The most desperate tactic for discounting the homicide increase is to disaggregate the average. Yes, some cities have seen a homicide increase, the Ferguson-effect deniers argue, but others have seen a homicide decrease. “Fears of ‘a new nationwide crime wave’ are premature at best and wildly misleading at worst,” asserts The Atlantic, because the “numbers make clear that violent crime is up in some major U.S. cities and down in others.” But such variance is inherent in any average. If there weren’t variation across the members of a set, no average would be needed. Any national crime increase or decrease will have counterexamples of the dominant trend within it, yet policymakers and analysts rightly find the average meaningful. The existence of a Ferguson effect does not require that every city experience de-policing and a resulting crime increase. Enough cities are, however—in particular, those with significant black populations and where antipolice agitation has been most strident—to demand attention.
Baltimore’s per-capita homicide rate, for example, is now the highest in its history, according to the Baltimore Sun: 54 homicides per 100,000 residents, beating its 1993 rate of 48.8 per 100,000 residents. Shootings in Cincinnati, lethal and otherwise, were up 30 percent by mid-September 2015 compared with the same period in 2014. Homicides in St. Louis were up 60 percent by the end of August. In Los Angeles, the police department reports that violent crime has increased 20 percent as of December 5; there are 16 percent more shooting victims in the city, while arrests are down 9.5 percent. Shooting incidents in Chicago are up 17 percent through December 13.

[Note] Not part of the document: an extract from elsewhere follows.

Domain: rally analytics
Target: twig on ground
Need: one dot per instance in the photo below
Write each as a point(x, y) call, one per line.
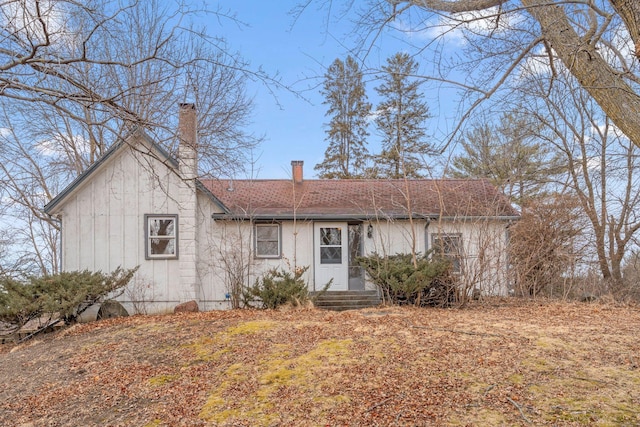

The Brennan Center takes one more stab at underplaying the homicide increase: looking at crime overall. It projects that in 19 cities, the 2015 average for all seven of the FBI’s index crimes—murder, rape, robbery, aggravated assault, burglary, larceny, and car theft—will be 1.5 percent less than in 2014. The FBI’s crime index is dominated by property crimes, which outnumber offenses committed against persons. Proponents of the Ferguson effect have argued that it is violent crime, not theft, that is responding to de-policing. Proactive stops and low-level misdemeanor enforcement deter gun-carrying and interrupt retaliatory gang shootings by intervening in suspicious behavior before it ripens into a violent felony. Career burglars are less affected by whether a cop is willing to get out of his car and question someone hitching up his waistband on a known drug corner at 1 AM. That property crimes have not spiked to the same extent in response to de-policing is no refutation of the claim that violent crimes have.

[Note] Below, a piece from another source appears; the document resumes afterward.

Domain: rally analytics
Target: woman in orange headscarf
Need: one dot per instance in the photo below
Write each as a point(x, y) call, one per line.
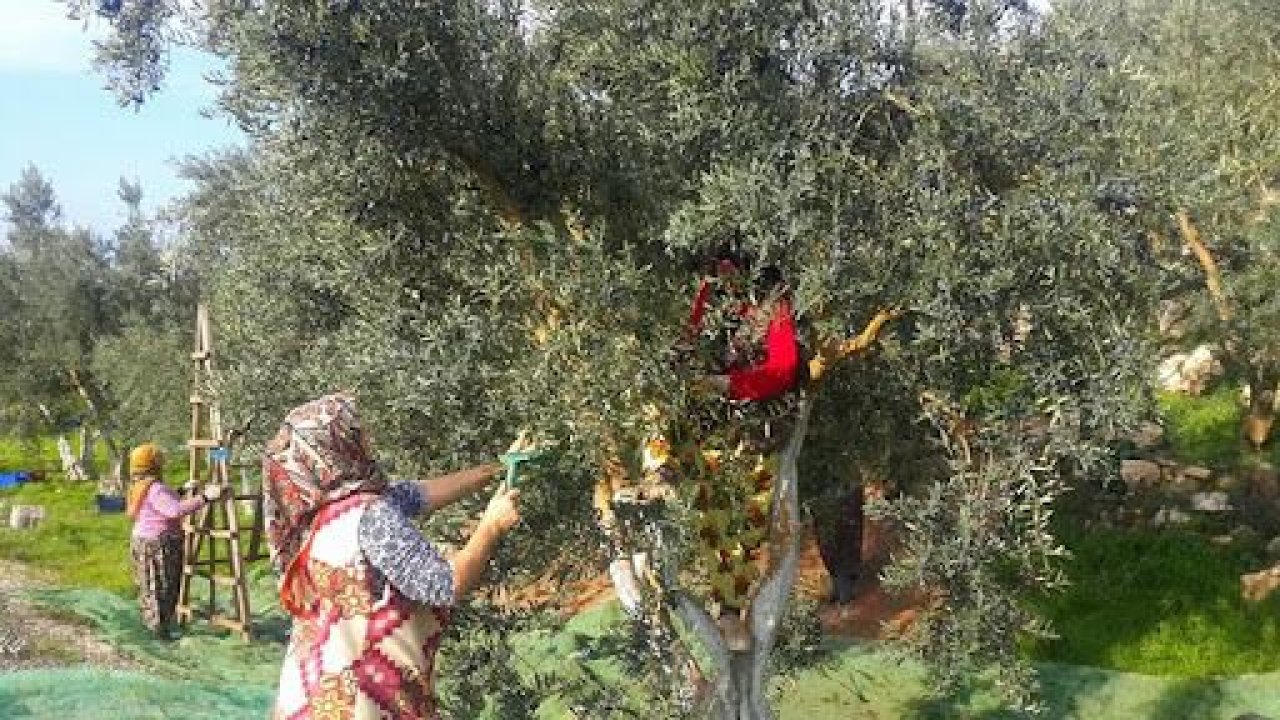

Ferguson-effect deniers would have you believe that the nation’s law-enforcement officials are in the grip of a delusion that prevents them from seeing the halcyon crime picture before their eyes. Since summer 2015, police chiefs have been sounding the alarm about violent crime. In August, the Major Cities Chiefs Association convened an emergency session to discuss the homicide and shooting surge. In early October, Attorney General Loretta Lynch brought together more than 100 mayors, police leaders, and U.S. attorneys to strategize privately over the violent-crime increase. Attendees broke out in applause when mayors attributed the increase to officers’ sinking morale, according to the Washington Post. “Most of America’s 50 largest cities have seen an increase in homicides and shootings this year, and many of them have seen a huge increase,” FBI director James Comey noted at the end of October. Two weeks later, the acting chief of the Drug Enforcement Administration, Chuck Rosenberg, seconded Comey’s crime analysis as well as Comey’s hypothesis that the backlash against the police was likely responsible for that violent-crime increase.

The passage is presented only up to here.